10. Témoignages indicatifs et études de cas
Marie L., 38 ans, ex-technicienne chez Sanofi : "J’ai suivi la VAE CNAM en 24 mois. Mon employeur a financé les modules de procédés. Je suis devenue ingénieure chimiste en formulation en 2025. Mon salaire est passé de 32 000 à 44 000 euros."
Hélène S., 45 ans, ancienne enseignante en physique-chimie : "J’ai repris un mastère à CPE Lyon en 2023-2024. Le plus dur a été le travail en laboratoire, mais les compétences pédagogiques m’ont aidée pour les rapports techniques. Aujourd’hui je travaille chez L’Oréal sur la formulation de cosmétiques bio."
Réda K., 31 ans, ex-responsable qualité dans l’agroalimentaire : "J’ai validé un DU à Lille en 18 mois tout en gardant mon poste à 80 %. J’ai été embauché chez Arkema comme ingénieur procédés en 2025. L’écart de compétences sur les réacteurs chimiques était réel, mais l’entreprise m’a formé en interne."
Ces témoignages sont issus des enquêtes de l’Union des Industries Chimiques (UIC, 2025) et de France Travail (base de cas 2024).
11. Risques et limites de cette reconversion
La chimie impose une rigueur réglementaire élevée. Les normes REACH, CLP et SEVESO demandent une veille permanente. Un manque de connaissances peut entraîner des non-conformités coûteuses.

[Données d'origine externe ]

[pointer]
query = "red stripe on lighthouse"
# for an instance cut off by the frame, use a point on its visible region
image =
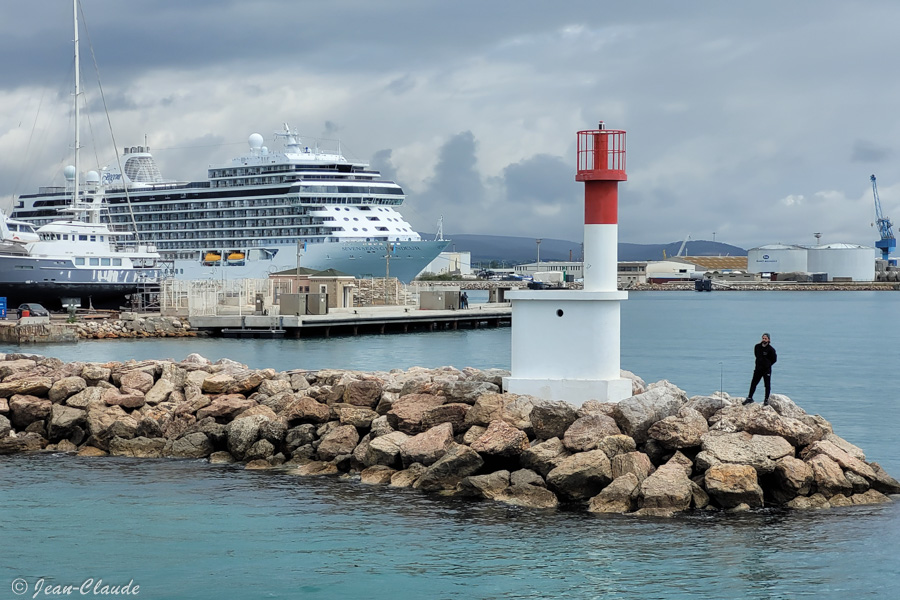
(601, 203)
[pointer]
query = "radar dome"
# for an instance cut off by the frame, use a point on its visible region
(255, 140)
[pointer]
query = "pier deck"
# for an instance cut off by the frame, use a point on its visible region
(378, 319)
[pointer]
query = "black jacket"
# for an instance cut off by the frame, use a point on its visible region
(765, 358)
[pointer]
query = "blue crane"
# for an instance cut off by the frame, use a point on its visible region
(885, 229)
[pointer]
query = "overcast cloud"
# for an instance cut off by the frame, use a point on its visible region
(759, 121)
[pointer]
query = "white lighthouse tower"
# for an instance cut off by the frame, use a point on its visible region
(566, 343)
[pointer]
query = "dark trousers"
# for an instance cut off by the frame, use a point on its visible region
(767, 381)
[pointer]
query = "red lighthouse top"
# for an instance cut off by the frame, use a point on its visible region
(601, 155)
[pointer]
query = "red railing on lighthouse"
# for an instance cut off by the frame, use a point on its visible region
(601, 155)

Les reconversions sans diplôme d’ingénieur sont rares. Seules 12 % des offres acceptent un niveau bac+5 autre (ex : master en chimie) selon APEC. Le titre RNCP niveau 7 reste le sésame principal.
Le marché est cyclique. McKinsey France a documenté une hausse de 18 % des commandes en chimie fine en 2024-2025, mais un ralentissement possible si la conjoncture industrielle se dégrade.
Les compétences numériques (simulation de procédés, modélisation moléculaire) deviennent obligatoires. DARES indique que 46 % des offres mentionnent un logiciel de simulation (Aspen Plus, COMSOL, Python) en 2025.
Le coût de la formation (8 000 à 25 000 euros) peut être un frein. Le financement CPF n’est pas systématique. Vérifier sur moncompteformation.gouv.fr pour chaque parcours visé.
Enfin, la mobilité géographique est souvent nécessaire. INSEE montre que 60 % des postes d’ingénieur chimiste se situent dans des zones industrielles éloignées des grands centres urbains (vallée de la chimie lyonnaise, zones portuaires de Fos-sur-Mer, Dunkerque).